A panel of certification experts discussed their different approaches. Tom Harding, founder of Lehigh Valley Growers, emphasized the importance of the National Organic Program (NOP) as an established standard that consumers know and trust.
“Eighty-three percent of consumers recognize the USDA seal,” he said.
Harding said the NOP needs to be strengthened and protected. “We need to keep raising the standard and continue to fight for and protect it. The government needs to know why organic is important.”
Jeff Moyer, executive director of the Rodale Institute, discussed the Regenerative Organic Certification (ROC) developed by Rodale, Patagonia, and Dr. Bronner’s. He said the ROC aims to strengthen the organic standard by adding requirements for soil health, animal welfare, and social justice that are lacking in the NOP.
According to Moyer, the ROC aims to set a “high bar,” with continuous improvement. “Shouldn’t we aspire to be better?” he asked.
Moyer compared different certifications to merit badges that Boy Scouts earn and said the ROC was like the “Eagle Scout” level. “Once you become an Eagle Scout that is one badge, which shows you’ve gotten all the other badges.”
Chris Kerston, director of public outreach & events at The Savory Institute, discussed his group’s Land-to-Market program for regenerative sourcing.

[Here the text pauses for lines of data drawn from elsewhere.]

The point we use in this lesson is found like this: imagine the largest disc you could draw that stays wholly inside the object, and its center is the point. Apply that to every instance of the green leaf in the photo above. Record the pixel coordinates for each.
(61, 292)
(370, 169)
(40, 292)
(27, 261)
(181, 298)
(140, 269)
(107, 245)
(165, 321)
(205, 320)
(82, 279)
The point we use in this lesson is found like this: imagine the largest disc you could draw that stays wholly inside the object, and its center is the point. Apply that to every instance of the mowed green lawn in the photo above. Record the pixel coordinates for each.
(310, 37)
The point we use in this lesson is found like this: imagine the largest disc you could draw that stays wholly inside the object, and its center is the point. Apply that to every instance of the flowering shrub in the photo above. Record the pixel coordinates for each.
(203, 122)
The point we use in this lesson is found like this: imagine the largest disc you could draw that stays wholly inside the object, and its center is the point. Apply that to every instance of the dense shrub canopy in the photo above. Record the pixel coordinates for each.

Land-to-Market is an ecological verification program focusing on soil health, biodiversity, and ecosystem services. “Livestock and land health are our strengths,” he said.
Sara Newmark, vice president of social impact at supplement manufacturer MegaFood, described the Soil Carbon Initiative, which was launched by the Carbon Underground and Green America. Newmark said her group initially agreed that another certification standard wasn’t needed, but that changed.
“Different stakeholders really identified a gap for an outcomes based initiative for soil health. We decided to move forward with an outcomes based standard for mitigating climate change and drawing down carbon,” she said.
Her group felt a sense of urgency to address climate change. “We have to act now. Agriculture is a solution to the climate crisis, and we need to motivate farmers to move the needle to soil health.”
All the speakers emphasized the need to work together and understand that their goals are the same.
“This is an opportunity for all of us to work together,” Newmark said.
Moyer used an analogy to describe how the certification approaches have the same goal but differ on the methods.
“We’ve all gotten into the car and decided to go to the beach. We just haven’t decided how to get there.”
Kerston agreed. “We have the same vision as the other groups here. It’s about how they find the way.”
Harding also emphasized the importance of working together. “If we divide ourselves, we are making a big mistake.”
Moyer said the different certification programs can literally find common ground on soil health. “It’s all about the soil; it starts with the soil and ends with the soil.”